The Dam and Seawall Repair or Removal Program, administered by EEA, allows for the repair and removal of dams, levees and seawalls to help restore ecological systems, improve public safety and protect key public assets.
Grants of up to $1,000,000 are available for dam and levee projects, and up to $3,000,000 for coastal protection projects. The program is funded by the EEA Environmental Bond and the Dam and Seawall Repair and Removal Fund. Applications can be found on the CommBuys website and will be accepted until July 14, 2015.
The Coastal Community Resilience Grant Program, administered by the Office of Coastal Zone Management (CZM), will provide up to $1.5 million in state capital funds to advance local efforts to increase awareness of climate impacts, identify vulnerabilities, and implement measures to increase communities’ ability to withstand coastal storms, erosion, flooding, and sea level rise.
All 78 coastal communities in the Commonwealth are eligible for up to $350,000 in funding. While proposals must be submitted by cities or towns, municipalities are encouraged to partner with nonprofit or regional planning partners. Communities must provide a match of at least 25 percent of the total project cost. Applications can be found on the CommBuys website and are due by June 12, 2015.
CZM’s Green Infrastructure for Coastal Resilience Grants Program has allotted up to $1.5 million in state capital funds for natural approaches addressing coastal erosion and flooding problems. Grants can be used for planning, feasibility assessment, design, permitting, construction and monitoring of green infrastructure projects that use natural approaches instead of hard structures such as seawalls.

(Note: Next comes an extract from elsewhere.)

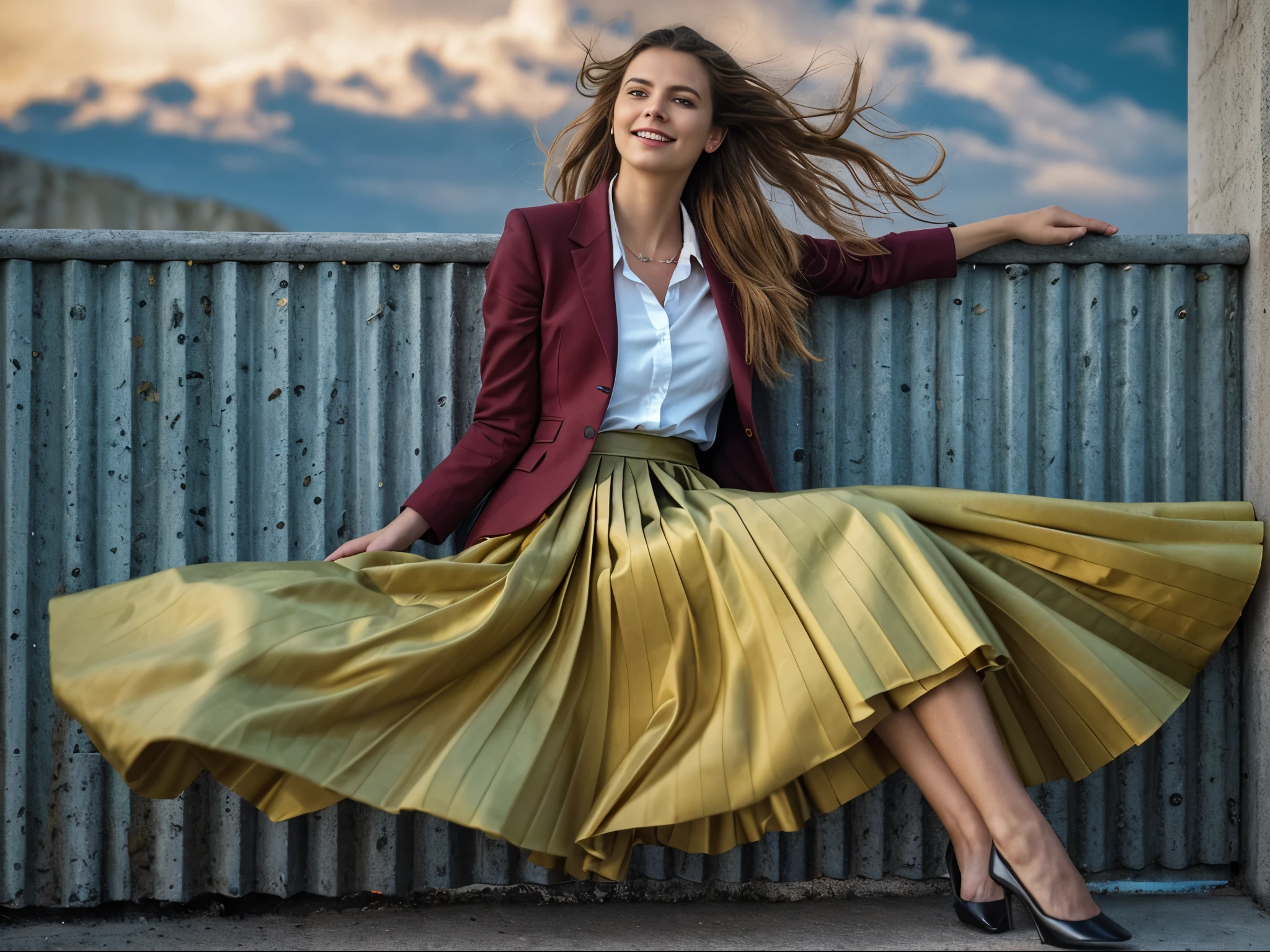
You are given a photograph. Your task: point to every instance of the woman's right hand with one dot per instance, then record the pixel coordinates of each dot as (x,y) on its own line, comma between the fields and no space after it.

Grants of up to $750,000 can be requested by all 78 coastal communities in the Commonwealth, as well as non-profit organizations with vulnerable coastal property that is open to the public. Applicants must provide a match of at least 25 percent of the total project cost. Applications can be found on the CommBuys website and are due by June 12, 2015.
"These grant programs provide important funding support and technical assistance to help coastal communities develop proactive and innovative solutions to the problems of erosion, flooding, storm damage and sea level rise," said CZM Director Bruce Carlisle. “CZM looks forward to continuing to work with our coastal cities and towns to reduce the vulnerability of local communities while protecting the dunes, beaches, marshes and other natural resources that are essential for a healthy and resilient coast.”